DEGEN DE13の改造


DEGEN DE13

DE13の箱に入っているものいわゆる防災ラジオ、手回しラジオなオーム電機 RAD-V963NのOEM元製品と言われている、DEGEN DE13です。写真は中身一式です。他社製品と比べてあれこれできる優れものです。コンセプト的には賞賛をあびる優れた一台という感じですが、手を加えればもうちょい使い勝手を良くできるものだと思います。ソーラーパネルつきというのがなかなか痒いところに手が届く仕様です。

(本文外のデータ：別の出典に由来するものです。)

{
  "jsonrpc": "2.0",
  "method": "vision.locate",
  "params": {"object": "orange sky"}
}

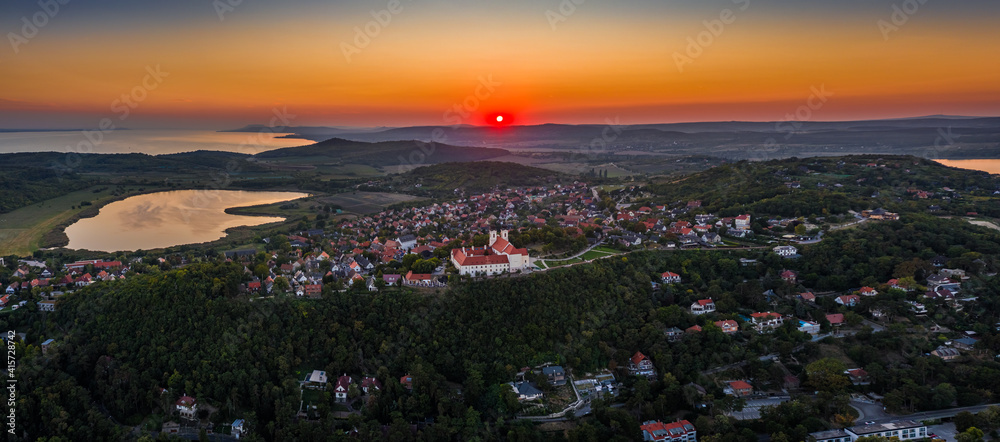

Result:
[0,4,1000,127]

できれば国内仕様のRAD-V963Nを買いたかったのですが、2011年5月現在、出遅れたので通販ではどこでも手に入りませんでした。実店舗も回りましたがありません。供給される様子もありません。実家が東北でそこそこ急ぐので、DE13を買って改造すればいいやと1台は実家用、1台は自分の普段用、1台は実験用の計3台を買いました。チャイナモールで3台5800円、送料1500円で一台あたり2500円弱ぐらい、届くまで10日あまりです。

仕様

電源周り

電灯等選択スイッチ周り

ラジオ周波数(電灯と同時動作可能)

RAD-V963Nとの比較

DE13本体2chのスレが引用元です。とりあえず、FM放送が国内放送の一部しか聞けません。ここだけでも改善できればRAD-V963N以外の他防災ラジオと比べて機能的には優位と思います。3.9MHzのラジオ日経は聴けません。また、電源用のケーブルは充電用のUSBケーブルだけで携帯電話用のものはついてきません。100円ショップなどで入手する必要があります。私はiCHARGE Eco DXに付属する一式で間に合わせています。

周波数DE13RAD963N
FM87-108MHz76-90MHz
MW520-1710kHz530-1610kHz
SW15.8-10.0MHz3.8-6.6MHz
SW211.6-18.2MHz9.4-15.5MHz

改造によって実現したいこと

改造するからには元のRAD963Vを超える性能を出したいもんです。

ラジオ部分の改造

FM周波数変更(日本向け改造)

単4電池BOXから充電池接続コネクタを引き出す4連ポリバリコン共通端子とFM周波数用トリマの間に10pFのセラコンを追加します。これだと少し容量不足なので、その側のトリマを弄って同調周波数が極力下の方まで取れるようにします。(大阪ではFM cocoloの76.5MHzが聞ける程度にすれば良いんですが・・・)

FM選択時にL2バイパス

L2バイパスFM選択時、本来もっと上の周波数に出てくるはずのTV2chやNHK-FM(88.1MHz)などの強い信号がFM802に被ってきます(以下,お化け)。これは短波・中波選択時のみ導通となるはずのL2を切り離すことで改善します。よって、変な共振を抑制するためにジャンパを飛ばしてL2に流れる電流をFM選択時のみバイパスします。(ジャンパが長くなってるのはあちこち付け直すことを考えてのことで深い意味はありません。)よく分かりませんが、FM選択時のみ左のトランジスタをOFFにできるとありがたいのですがね。

SW1周波数変更(日経三波対応)

コンデンサとスイッチをSW1の同調回路に並列接続する低い周波数帯で同調させるために150pF-180pFのコンデンサを追加します。場所は青IFTの裏のセラコンと並列です。元の2波と両方聞けるようにしたいので、セラコンはスイッチで並列接続ON/OFFします。電気的には特に難しくないのですが、部品配置上、スイッチの置き場所はかなり難しいです。幸い接続するべき場所は部品実装面からアクセスできます。写真に示す波段選択スイッチ側のセラコンの足のボリュームに近いほうと青IFTのシャーシがそれぞれ裏面の該当部位と短絡しているので、そこにジャンパを飛ばして小型のスイッチまで引いてきます。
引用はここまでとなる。